ELIZABETH PARKER & BRIDGET SWEET
Bridge-Building: Fostering Safe Spaces in the Secondary Choral Classroom
Time Magazine’s recent feature article, “The Kids are Not All Right” (November 2016, p. 44-51), addresses the current state of mental health of adolescents across America. Author Susanna Schrobsdorff writes:
“They are the post-9/11 generation, raised in an era of economic and national insecurity. They’ve never known a time when terrorism and school shootings weren’t the norm. They grew up watching their parents weather a severe recession, and perhaps the most important, they hit puberty at a time when technology and social media were transforming society.” (p. 47)

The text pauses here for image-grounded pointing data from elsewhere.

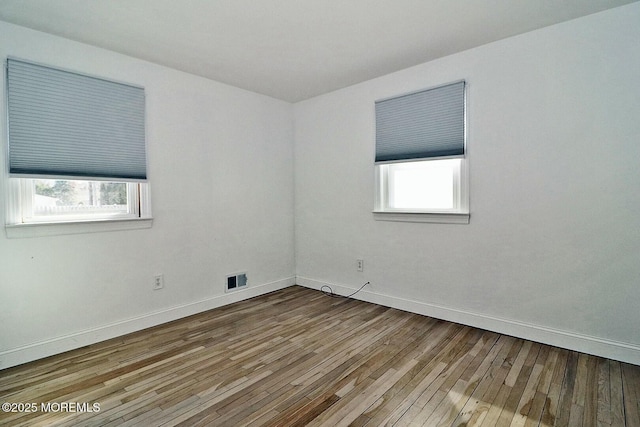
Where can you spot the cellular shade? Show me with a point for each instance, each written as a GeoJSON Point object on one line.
{"type": "Point", "coordinates": [67, 124]}
{"type": "Point", "coordinates": [421, 125]}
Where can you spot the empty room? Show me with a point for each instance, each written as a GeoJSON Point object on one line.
{"type": "Point", "coordinates": [320, 213]}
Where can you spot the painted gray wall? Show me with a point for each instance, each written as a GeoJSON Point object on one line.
{"type": "Point", "coordinates": [553, 245]}
{"type": "Point", "coordinates": [220, 167]}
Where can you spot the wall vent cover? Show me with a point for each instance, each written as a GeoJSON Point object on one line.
{"type": "Point", "coordinates": [236, 281]}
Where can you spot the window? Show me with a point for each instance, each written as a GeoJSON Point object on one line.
{"type": "Point", "coordinates": [420, 156]}
{"type": "Point", "coordinates": [76, 147]}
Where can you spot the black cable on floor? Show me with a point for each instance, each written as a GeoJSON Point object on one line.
{"type": "Point", "coordinates": [332, 294]}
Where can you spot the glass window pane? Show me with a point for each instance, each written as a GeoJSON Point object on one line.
{"type": "Point", "coordinates": [423, 185]}
{"type": "Point", "coordinates": [66, 197]}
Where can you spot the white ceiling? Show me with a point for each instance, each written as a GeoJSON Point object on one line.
{"type": "Point", "coordinates": [292, 49]}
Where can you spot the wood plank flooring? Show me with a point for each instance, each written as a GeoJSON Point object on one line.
{"type": "Point", "coordinates": [297, 357]}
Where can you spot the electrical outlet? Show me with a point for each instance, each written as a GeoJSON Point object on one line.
{"type": "Point", "coordinates": [158, 282]}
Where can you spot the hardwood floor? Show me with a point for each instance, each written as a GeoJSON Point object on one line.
{"type": "Point", "coordinates": [296, 357]}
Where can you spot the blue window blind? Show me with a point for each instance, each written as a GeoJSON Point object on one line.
{"type": "Point", "coordinates": [63, 124]}
{"type": "Point", "coordinates": [421, 125]}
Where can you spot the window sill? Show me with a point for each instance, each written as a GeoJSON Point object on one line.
{"type": "Point", "coordinates": [433, 217]}
{"type": "Point", "coordinates": [17, 231]}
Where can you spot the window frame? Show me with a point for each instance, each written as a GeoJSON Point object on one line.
{"type": "Point", "coordinates": [20, 221]}
{"type": "Point", "coordinates": [459, 214]}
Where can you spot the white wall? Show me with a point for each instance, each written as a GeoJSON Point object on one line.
{"type": "Point", "coordinates": [553, 247]}
{"type": "Point", "coordinates": [221, 173]}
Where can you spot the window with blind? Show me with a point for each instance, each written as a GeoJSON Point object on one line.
{"type": "Point", "coordinates": [76, 147]}
{"type": "Point", "coordinates": [420, 156]}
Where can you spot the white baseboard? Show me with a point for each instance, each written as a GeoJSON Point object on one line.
{"type": "Point", "coordinates": [61, 344]}
{"type": "Point", "coordinates": [624, 352]}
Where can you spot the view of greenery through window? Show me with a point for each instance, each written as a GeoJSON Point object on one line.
{"type": "Point", "coordinates": [64, 196]}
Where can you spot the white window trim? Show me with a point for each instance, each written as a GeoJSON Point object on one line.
{"type": "Point", "coordinates": [458, 215]}
{"type": "Point", "coordinates": [15, 227]}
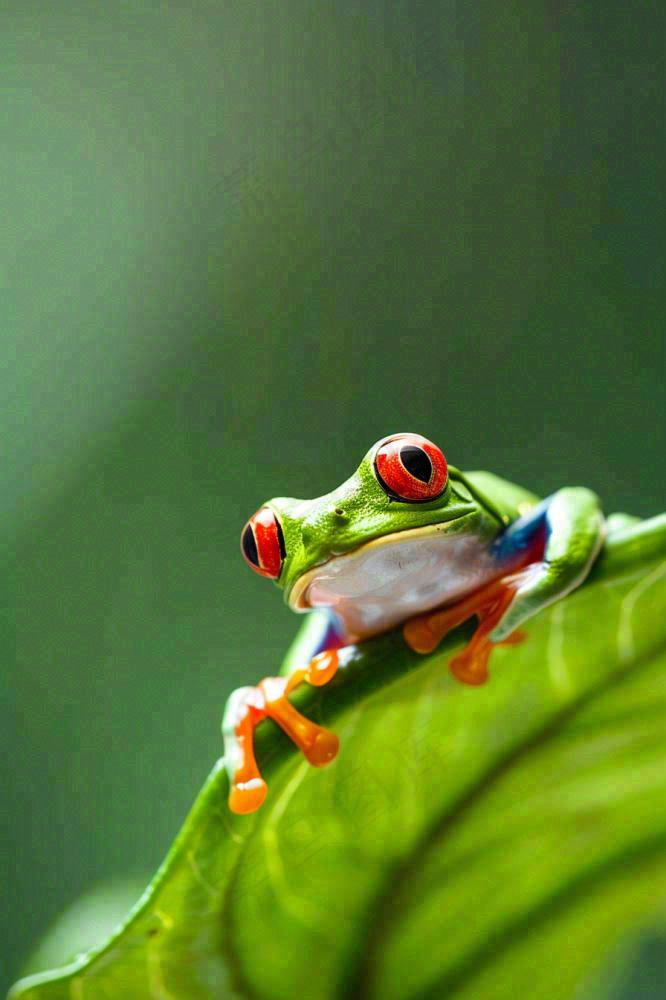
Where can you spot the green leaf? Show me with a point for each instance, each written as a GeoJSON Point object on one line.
{"type": "Point", "coordinates": [467, 843]}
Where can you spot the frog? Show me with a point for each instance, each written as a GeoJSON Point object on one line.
{"type": "Point", "coordinates": [407, 542]}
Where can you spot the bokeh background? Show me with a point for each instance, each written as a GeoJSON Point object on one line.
{"type": "Point", "coordinates": [240, 242]}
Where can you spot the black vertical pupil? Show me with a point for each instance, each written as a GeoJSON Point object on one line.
{"type": "Point", "coordinates": [417, 462]}
{"type": "Point", "coordinates": [250, 546]}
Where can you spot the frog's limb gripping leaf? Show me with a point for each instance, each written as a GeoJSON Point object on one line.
{"type": "Point", "coordinates": [247, 707]}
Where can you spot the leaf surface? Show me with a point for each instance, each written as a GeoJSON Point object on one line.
{"type": "Point", "coordinates": [467, 843]}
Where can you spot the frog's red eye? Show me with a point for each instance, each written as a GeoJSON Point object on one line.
{"type": "Point", "coordinates": [411, 469]}
{"type": "Point", "coordinates": [262, 543]}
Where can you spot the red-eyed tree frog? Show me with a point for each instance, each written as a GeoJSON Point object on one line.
{"type": "Point", "coordinates": [407, 541]}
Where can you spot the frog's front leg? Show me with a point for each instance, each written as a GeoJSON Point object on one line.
{"type": "Point", "coordinates": [550, 551]}
{"type": "Point", "coordinates": [247, 707]}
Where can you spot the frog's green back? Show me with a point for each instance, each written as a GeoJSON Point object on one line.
{"type": "Point", "coordinates": [507, 499]}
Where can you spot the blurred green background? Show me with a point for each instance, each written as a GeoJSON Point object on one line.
{"type": "Point", "coordinates": [240, 242]}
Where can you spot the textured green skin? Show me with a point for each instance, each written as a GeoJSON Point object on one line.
{"type": "Point", "coordinates": [477, 503]}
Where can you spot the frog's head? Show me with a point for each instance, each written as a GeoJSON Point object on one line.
{"type": "Point", "coordinates": [402, 485]}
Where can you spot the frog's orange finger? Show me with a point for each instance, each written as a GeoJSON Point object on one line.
{"type": "Point", "coordinates": [248, 706]}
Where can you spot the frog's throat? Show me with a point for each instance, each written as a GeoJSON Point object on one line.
{"type": "Point", "coordinates": [296, 599]}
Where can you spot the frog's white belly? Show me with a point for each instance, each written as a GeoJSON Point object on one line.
{"type": "Point", "coordinates": [387, 581]}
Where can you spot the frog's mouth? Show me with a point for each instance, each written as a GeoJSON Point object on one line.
{"type": "Point", "coordinates": [393, 575]}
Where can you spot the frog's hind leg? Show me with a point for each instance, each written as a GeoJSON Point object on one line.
{"type": "Point", "coordinates": [549, 552]}
{"type": "Point", "coordinates": [424, 633]}
{"type": "Point", "coordinates": [248, 706]}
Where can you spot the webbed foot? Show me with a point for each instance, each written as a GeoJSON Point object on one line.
{"type": "Point", "coordinates": [247, 707]}
{"type": "Point", "coordinates": [424, 633]}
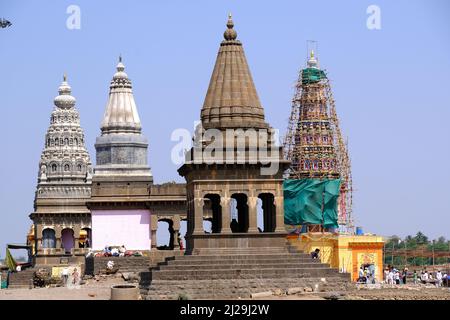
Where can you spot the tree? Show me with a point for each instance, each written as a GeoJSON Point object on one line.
{"type": "Point", "coordinates": [421, 238]}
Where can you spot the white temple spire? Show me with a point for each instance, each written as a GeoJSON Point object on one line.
{"type": "Point", "coordinates": [121, 114]}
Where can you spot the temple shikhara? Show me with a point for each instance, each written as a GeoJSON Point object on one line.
{"type": "Point", "coordinates": [316, 147]}
{"type": "Point", "coordinates": [268, 205]}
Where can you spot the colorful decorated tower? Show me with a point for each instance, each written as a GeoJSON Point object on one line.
{"type": "Point", "coordinates": [314, 142]}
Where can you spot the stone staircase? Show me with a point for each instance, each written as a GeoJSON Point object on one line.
{"type": "Point", "coordinates": [125, 264]}
{"type": "Point", "coordinates": [237, 273]}
{"type": "Point", "coordinates": [21, 279]}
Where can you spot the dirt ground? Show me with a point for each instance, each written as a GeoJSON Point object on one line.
{"type": "Point", "coordinates": [100, 290]}
{"type": "Point", "coordinates": [91, 290]}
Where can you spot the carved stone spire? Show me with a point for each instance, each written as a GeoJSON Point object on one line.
{"type": "Point", "coordinates": [232, 100]}
{"type": "Point", "coordinates": [121, 150]}
{"type": "Point", "coordinates": [121, 114]}
{"type": "Point", "coordinates": [64, 157]}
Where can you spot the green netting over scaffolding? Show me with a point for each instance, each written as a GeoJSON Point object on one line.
{"type": "Point", "coordinates": [311, 201]}
{"type": "Point", "coordinates": [312, 75]}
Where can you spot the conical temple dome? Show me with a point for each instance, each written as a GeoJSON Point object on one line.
{"type": "Point", "coordinates": [232, 100]}
{"type": "Point", "coordinates": [121, 114]}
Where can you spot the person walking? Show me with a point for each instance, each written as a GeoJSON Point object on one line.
{"type": "Point", "coordinates": [404, 275]}
{"type": "Point", "coordinates": [415, 277]}
{"type": "Point", "coordinates": [65, 275]}
{"type": "Point", "coordinates": [391, 277]}
{"type": "Point", "coordinates": [438, 278]}
{"type": "Point", "coordinates": [75, 276]}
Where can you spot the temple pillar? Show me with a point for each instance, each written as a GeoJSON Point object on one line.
{"type": "Point", "coordinates": [58, 236]}
{"type": "Point", "coordinates": [225, 204]}
{"type": "Point", "coordinates": [176, 230]}
{"type": "Point", "coordinates": [76, 237]}
{"type": "Point", "coordinates": [252, 214]}
{"type": "Point", "coordinates": [279, 211]}
{"type": "Point", "coordinates": [153, 228]}
{"type": "Point", "coordinates": [198, 215]}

Current secondary choral programs are comprised of this post-9/11 generation. Emerging from these global events, conceptions of safe space have gained greater momentum and importance in schools. Safe space stretches beyond the notion of classrooms as places of physical safety for students into where students feel psychologically and emotionally free to take risks, express viewpoints, share knowledge, be themselves, and openly participate. Holley and Sterner (2005) write, “In classrooms, students who experience ‘safe space’ are able to express themselves as individuals, even if those actions and ideas may considerably differ from others within the environment, including students, the instructor, and perhaps the profession-at-large” (p. 50). In music education, several researchers have established that choral classrooms are safe places for many students. Choral music settings represent a home away from home, a place for belonging, and self- and social identity. However, little research has focused on how safe spaces are specifically fostered in choral music settings.

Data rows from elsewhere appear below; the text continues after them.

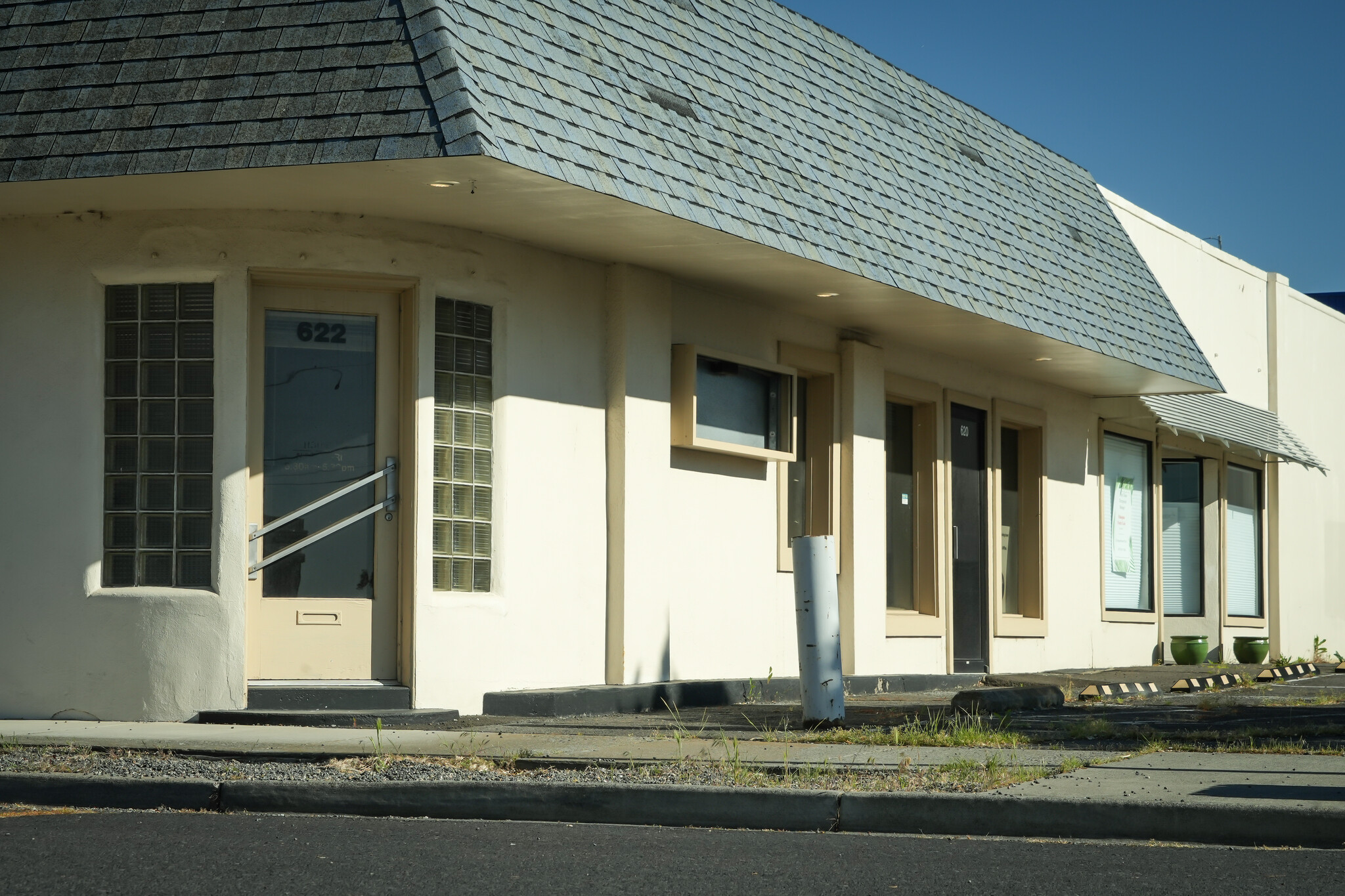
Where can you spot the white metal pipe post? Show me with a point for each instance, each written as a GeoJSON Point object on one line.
{"type": "Point", "coordinates": [817, 610]}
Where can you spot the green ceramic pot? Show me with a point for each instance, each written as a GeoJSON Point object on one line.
{"type": "Point", "coordinates": [1191, 649]}
{"type": "Point", "coordinates": [1251, 651]}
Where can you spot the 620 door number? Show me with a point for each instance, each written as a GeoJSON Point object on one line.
{"type": "Point", "coordinates": [320, 332]}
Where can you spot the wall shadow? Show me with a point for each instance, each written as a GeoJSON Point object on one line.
{"type": "Point", "coordinates": [694, 461]}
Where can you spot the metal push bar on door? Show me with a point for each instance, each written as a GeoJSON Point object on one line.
{"type": "Point", "coordinates": [256, 563]}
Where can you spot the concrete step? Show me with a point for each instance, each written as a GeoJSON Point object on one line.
{"type": "Point", "coordinates": [338, 698]}
{"type": "Point", "coordinates": [395, 719]}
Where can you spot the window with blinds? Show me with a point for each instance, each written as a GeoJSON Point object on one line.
{"type": "Point", "coordinates": [158, 436]}
{"type": "Point", "coordinates": [1245, 566]}
{"type": "Point", "coordinates": [1126, 519]}
{"type": "Point", "coordinates": [1181, 539]}
{"type": "Point", "coordinates": [463, 446]}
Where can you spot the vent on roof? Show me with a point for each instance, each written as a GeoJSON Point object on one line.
{"type": "Point", "coordinates": [971, 154]}
{"type": "Point", "coordinates": [670, 101]}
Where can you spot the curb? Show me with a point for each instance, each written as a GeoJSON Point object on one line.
{"type": "Point", "coordinates": [673, 806]}
{"type": "Point", "coordinates": [1000, 816]}
{"type": "Point", "coordinates": [108, 793]}
{"type": "Point", "coordinates": [984, 700]}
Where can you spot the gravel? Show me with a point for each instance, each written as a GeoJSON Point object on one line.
{"type": "Point", "coordinates": [146, 763]}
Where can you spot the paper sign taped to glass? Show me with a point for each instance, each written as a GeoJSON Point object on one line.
{"type": "Point", "coordinates": [1122, 511]}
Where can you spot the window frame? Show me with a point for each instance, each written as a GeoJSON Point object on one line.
{"type": "Point", "coordinates": [685, 399]}
{"type": "Point", "coordinates": [929, 463]}
{"type": "Point", "coordinates": [822, 371]}
{"type": "Point", "coordinates": [1032, 489]}
{"type": "Point", "coordinates": [139, 513]}
{"type": "Point", "coordinates": [1155, 613]}
{"type": "Point", "coordinates": [1169, 454]}
{"type": "Point", "coordinates": [1229, 621]}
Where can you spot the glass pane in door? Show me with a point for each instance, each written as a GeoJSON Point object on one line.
{"type": "Point", "coordinates": [319, 436]}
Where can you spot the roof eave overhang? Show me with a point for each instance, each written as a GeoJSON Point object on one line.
{"type": "Point", "coordinates": [498, 198]}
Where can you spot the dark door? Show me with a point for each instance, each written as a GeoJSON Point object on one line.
{"type": "Point", "coordinates": [970, 622]}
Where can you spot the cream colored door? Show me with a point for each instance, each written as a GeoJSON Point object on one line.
{"type": "Point", "coordinates": [322, 410]}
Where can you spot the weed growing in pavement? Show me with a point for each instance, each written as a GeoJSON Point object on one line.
{"type": "Point", "coordinates": [1071, 763]}
{"type": "Point", "coordinates": [959, 730]}
{"type": "Point", "coordinates": [1319, 649]}
{"type": "Point", "coordinates": [755, 689]}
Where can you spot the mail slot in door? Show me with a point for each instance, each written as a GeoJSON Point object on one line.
{"type": "Point", "coordinates": [317, 618]}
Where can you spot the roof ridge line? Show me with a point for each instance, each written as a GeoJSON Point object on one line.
{"type": "Point", "coordinates": [447, 79]}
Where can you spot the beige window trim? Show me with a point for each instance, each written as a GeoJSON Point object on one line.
{"type": "Point", "coordinates": [1156, 500]}
{"type": "Point", "coordinates": [950, 398]}
{"type": "Point", "coordinates": [1032, 545]}
{"type": "Point", "coordinates": [684, 405]}
{"type": "Point", "coordinates": [1242, 622]}
{"type": "Point", "coordinates": [822, 370]}
{"type": "Point", "coordinates": [927, 402]}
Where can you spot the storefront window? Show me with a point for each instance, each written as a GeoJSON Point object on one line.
{"type": "Point", "coordinates": [902, 507]}
{"type": "Point", "coordinates": [1126, 553]}
{"type": "Point", "coordinates": [1181, 539]}
{"type": "Point", "coordinates": [1245, 575]}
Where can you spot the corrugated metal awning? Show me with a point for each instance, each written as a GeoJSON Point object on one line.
{"type": "Point", "coordinates": [1223, 419]}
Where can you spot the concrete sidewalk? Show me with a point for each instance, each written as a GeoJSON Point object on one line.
{"type": "Point", "coordinates": [283, 740]}
{"type": "Point", "coordinates": [1220, 798]}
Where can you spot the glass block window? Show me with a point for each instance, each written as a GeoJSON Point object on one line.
{"type": "Point", "coordinates": [463, 446]}
{"type": "Point", "coordinates": [159, 423]}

Our session will address the questions: (1) How are safe spaces built and upheld in choral classrooms to facilitate psychological growth and well-being? (2) What roles can safe spaces play in the longevity of adolescent involvement in music-making? (3) How does a safe space philosophy bridge the development of safe people who then help to further transform our schools and communities? During our session, we will discuss effective strategies for developing and upholding a culture of safe place in the choral classroom. As part of the conversation, we will share research that we have conducted on safe space, involving multiple choral contexts (e.g. choirs for students with disabilities, charter school settings, single and mixed gender choirs). Our proposed presentation connects to the eastern ACDA theme of “Building Bridges” as choral music educators strive to become more inclusive and reflective of the lifelong goals within choral music participants, goals that include a more socially just and equitable society.